Quando se faz faculdade fora da sua cidade de origem, você é obrigado a escolher uma família que amenize a falta que a sua lhe faz. Ao longo de 4 anos já consolidei a minha. É maravilhoso ter pessoas que são completamente diferentes de você e que te amem apesar de todos os defeitos que você tem. Estava em falta com essa família praticamente desde que o semestre começou e essa semana... ah, essa semana foi maravilhosa!

Consegui assistir filmes (um em casa, com direito a pipoca e colchão na sala com cobertas e um no cinema na noite mais fria do ano), gastar tempos de reunião (com direito a berrante e histórias de vestibular QUE EU AMO) e comer pão de queijo em ótimas companhias. Todo o tempo e exatidão que a faculdade me cobra não valem esses momentos. Toda a opressão de uma planilha de notas que me rotula não é posta em questão. Toda a inquietude e incerteza de uma movimentação na universidade não são páreo pra momentos de amor e comunhão como esses. Não conectam meu coração. Não conectam minha alma.

É absolutamente incrível o que meia hora de conversa faz com meus ânimos. É inacreditável o tamanho do amor que consegue ir aumentando a cada dia. Nunca subestime o valor de um passeio rápido, de um pão de queijo com café e conversa, de uma reunião discutindo algo que você dedica seu coração. Pessoas completamente diferentes se conectam a mim, minha alma e meu coração de uma maneira surpreendente. Pessoas que eu aprendi a amar, de fato: com atos, palavras e preocupações. Não subestime a capacidade de reconectar-se a um amigo.
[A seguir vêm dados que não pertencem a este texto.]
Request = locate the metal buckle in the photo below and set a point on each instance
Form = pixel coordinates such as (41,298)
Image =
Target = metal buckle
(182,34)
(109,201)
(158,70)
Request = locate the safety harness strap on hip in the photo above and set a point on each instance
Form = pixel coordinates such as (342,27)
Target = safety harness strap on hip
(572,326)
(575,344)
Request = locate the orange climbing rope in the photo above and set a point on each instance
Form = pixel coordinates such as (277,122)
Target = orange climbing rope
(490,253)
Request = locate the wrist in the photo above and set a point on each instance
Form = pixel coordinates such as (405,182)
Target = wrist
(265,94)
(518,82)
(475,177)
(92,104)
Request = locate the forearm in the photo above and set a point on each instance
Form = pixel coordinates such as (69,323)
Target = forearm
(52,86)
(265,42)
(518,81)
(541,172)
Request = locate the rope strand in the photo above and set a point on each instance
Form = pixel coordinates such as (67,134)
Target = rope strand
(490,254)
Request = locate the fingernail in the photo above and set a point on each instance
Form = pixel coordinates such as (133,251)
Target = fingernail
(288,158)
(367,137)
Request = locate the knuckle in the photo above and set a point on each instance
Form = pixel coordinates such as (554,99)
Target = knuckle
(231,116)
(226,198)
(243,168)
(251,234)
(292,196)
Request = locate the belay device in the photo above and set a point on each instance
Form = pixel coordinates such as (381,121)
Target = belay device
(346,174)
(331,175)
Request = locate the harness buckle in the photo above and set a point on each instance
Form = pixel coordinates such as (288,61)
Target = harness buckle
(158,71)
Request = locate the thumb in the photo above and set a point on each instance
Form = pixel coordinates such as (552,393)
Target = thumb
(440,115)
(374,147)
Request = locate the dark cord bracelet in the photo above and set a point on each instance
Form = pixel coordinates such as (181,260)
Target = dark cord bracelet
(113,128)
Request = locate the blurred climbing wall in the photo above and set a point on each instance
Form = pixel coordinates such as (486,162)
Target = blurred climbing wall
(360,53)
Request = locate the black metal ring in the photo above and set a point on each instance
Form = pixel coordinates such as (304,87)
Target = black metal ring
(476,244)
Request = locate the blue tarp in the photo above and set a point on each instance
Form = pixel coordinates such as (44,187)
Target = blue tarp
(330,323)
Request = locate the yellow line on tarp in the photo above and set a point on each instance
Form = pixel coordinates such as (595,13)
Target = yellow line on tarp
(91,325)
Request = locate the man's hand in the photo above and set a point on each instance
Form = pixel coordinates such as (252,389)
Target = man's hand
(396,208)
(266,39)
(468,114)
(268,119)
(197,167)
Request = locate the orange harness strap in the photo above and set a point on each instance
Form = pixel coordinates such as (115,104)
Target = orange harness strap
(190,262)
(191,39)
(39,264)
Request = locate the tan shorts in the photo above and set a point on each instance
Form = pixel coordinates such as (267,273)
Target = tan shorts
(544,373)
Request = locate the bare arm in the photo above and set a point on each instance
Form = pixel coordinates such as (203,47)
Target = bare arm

Em tempos de wi-fi, venho utilizando a tecnologia para reconectar-me a pessoas. Reconectar meu coração a elas. Reconectar o que me traz alegria. Reconectar boas lembranças e boas possibilidades de futuro. Ah, como eu estou em dívida com tanta gente... Ah, essa saudade que me desconecta... Mas vou buscando esses momentos de conexão. Vou me esforçando entre os arames farpados, obstáculos e portões que se levantam diante de mim impedindo os encontros.

Só sei que essa foi uma semana gloriosa cheia de conexões mágicas. Um semana cheia de corações buscando caminhos alternativos para carregar suas baterias e não desistir. E eu só consigo ser grata por  cada pão de queijo, cada pipoca, cada lanche e sorvete. Sim, essa conexão engorda, sempre vem acompanhada de comidas... é inevitável! Ah, como é bom e agradável viverem unidos os irmãos... da família que mora fora de casa também

Fica aqui a minha singela homenagem aos amados que me privilegiam com suas companhias, com seus segredos, com suas dores e alegrias. Aos que me dão a honra de compartilhar um pouco mais de suas histórias e me fazem confortável para contar as minhas. Em vocês vejo o cuidado de um Pai amoroso. Em vocês vislumbro o próprio Filho através do amor. Em vocês meu coração aquieta e reconecta aos valores importantes pra minha alma.